Extreme Agility? Try Event-Driven SOA
Event-driven SOA allows companies to anticipate or predict customer needs, make faster decisions, and take action that benefits the business and its stakeholders.
Fri, January 11, 2008
CIO — No matter what your industry, business velocity continues increasing exponentially. Experts estimate that the average large enterprise is inundated with as many as one million events per second. To keep pace and stay ahead of the competition, today's CIO must be able to respond to changing conditions on a dime, even in the face of today's massive data volumes. Each enterprise must be able to handle high volumes of data from disparate sources—data that arrives in continuous streams, shows complex patterns and demands immediate response.
Merely processing this information is insufficient. CIOs must strive to create an instantly responsive enterprise—one that addresses these huge volumes of information in real time, creating immediate and valuable insights that can be acted on at a moment's notice. In today's competitive environment, IT must rapidly recognize trends and patterns and proactively use the information to deliver strategic business knowledge and enable real-time decision making.
Making this transition requires a new approach. CIOs need event-driven computing capabilities that instantaneously filter, aggregate and correlate events. Although event-driven computing does exist in some limited niche deployments, it has until recently been unavailable on a broad scale. However, some vendors are now beginning to bring event-driven computing into mainstream IT environments by embedding capabilities into existing service-oriented architecture (SOA) deployments.
The result is a new approach called event-driven SOA. Event-driven SOA creates a foundation for applying processes, patterns and business logic to raw data. It combines the request-and-response paradigm of SOA with the publish-and-subscribe model of an event-driven architecture. Event-driven SOA also allows designers to map application design to the business problem, which typically consists of both events and request-response interactions. By combining service orientation and event processing with technologies such as business process management, business activity monitoring and enterprise service buses, event-driven SOA creates extreme agility.

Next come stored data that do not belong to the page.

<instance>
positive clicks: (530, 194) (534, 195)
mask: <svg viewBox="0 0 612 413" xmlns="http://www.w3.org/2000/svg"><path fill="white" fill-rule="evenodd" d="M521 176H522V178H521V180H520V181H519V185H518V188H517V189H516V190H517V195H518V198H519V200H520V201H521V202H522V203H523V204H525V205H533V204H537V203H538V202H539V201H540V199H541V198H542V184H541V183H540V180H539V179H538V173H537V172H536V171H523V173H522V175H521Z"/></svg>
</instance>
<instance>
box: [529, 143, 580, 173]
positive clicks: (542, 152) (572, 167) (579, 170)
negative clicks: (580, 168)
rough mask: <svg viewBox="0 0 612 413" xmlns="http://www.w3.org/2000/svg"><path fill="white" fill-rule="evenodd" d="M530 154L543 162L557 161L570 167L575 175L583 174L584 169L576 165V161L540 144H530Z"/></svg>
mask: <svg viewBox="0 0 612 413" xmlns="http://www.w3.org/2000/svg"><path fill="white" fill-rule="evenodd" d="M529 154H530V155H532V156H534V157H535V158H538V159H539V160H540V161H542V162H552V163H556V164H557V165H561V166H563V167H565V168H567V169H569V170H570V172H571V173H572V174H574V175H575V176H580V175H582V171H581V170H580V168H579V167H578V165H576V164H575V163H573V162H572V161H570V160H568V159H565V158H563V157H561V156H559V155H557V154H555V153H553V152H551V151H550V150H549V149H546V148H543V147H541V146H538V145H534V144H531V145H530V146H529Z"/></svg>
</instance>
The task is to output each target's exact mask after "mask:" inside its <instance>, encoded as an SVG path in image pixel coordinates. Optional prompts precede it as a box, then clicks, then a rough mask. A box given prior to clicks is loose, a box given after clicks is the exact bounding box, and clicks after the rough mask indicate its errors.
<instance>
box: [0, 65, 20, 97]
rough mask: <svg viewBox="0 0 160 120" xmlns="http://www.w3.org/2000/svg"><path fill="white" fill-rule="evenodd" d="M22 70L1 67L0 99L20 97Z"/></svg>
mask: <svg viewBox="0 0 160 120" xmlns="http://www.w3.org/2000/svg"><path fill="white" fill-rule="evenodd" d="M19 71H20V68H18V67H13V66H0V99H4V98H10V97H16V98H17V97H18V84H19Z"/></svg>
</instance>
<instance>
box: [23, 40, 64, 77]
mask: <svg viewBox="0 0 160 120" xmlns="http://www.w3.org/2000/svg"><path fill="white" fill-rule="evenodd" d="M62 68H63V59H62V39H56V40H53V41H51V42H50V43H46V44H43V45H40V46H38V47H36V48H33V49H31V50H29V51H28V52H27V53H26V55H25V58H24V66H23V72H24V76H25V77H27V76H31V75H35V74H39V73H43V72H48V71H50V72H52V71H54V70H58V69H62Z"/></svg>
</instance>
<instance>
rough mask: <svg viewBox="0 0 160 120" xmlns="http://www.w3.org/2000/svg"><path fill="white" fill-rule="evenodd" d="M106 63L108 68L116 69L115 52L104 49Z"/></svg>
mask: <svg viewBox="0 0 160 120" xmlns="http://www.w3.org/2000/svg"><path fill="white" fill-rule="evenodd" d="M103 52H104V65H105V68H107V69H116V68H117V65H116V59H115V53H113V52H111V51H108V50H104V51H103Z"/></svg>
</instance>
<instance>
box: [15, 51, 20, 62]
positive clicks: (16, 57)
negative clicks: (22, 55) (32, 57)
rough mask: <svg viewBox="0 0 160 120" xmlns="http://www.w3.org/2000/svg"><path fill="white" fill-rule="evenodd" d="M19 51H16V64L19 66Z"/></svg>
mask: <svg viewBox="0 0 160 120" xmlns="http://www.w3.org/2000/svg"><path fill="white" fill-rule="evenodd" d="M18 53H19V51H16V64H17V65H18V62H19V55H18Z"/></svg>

In fact, in a recent survey of IT decision makers, more than 70 percent of respondents indicated that they were already considering event-driven computing in the context of these SOA technologies. Clearly these leading IT organizations are looking toward event-driven SOA as the next step in driving their business at light speed.
Event-driven SOA allows applications to react intelligently to changes in conditions, whether the change is the impending failure of a hard drive or a sudden change in stock prices. The degree of access and visibility that event-driven SOA provides allows companies to anticipate or predict customer needs, make faster decisions, and take action that benefits the business and its stakeholders.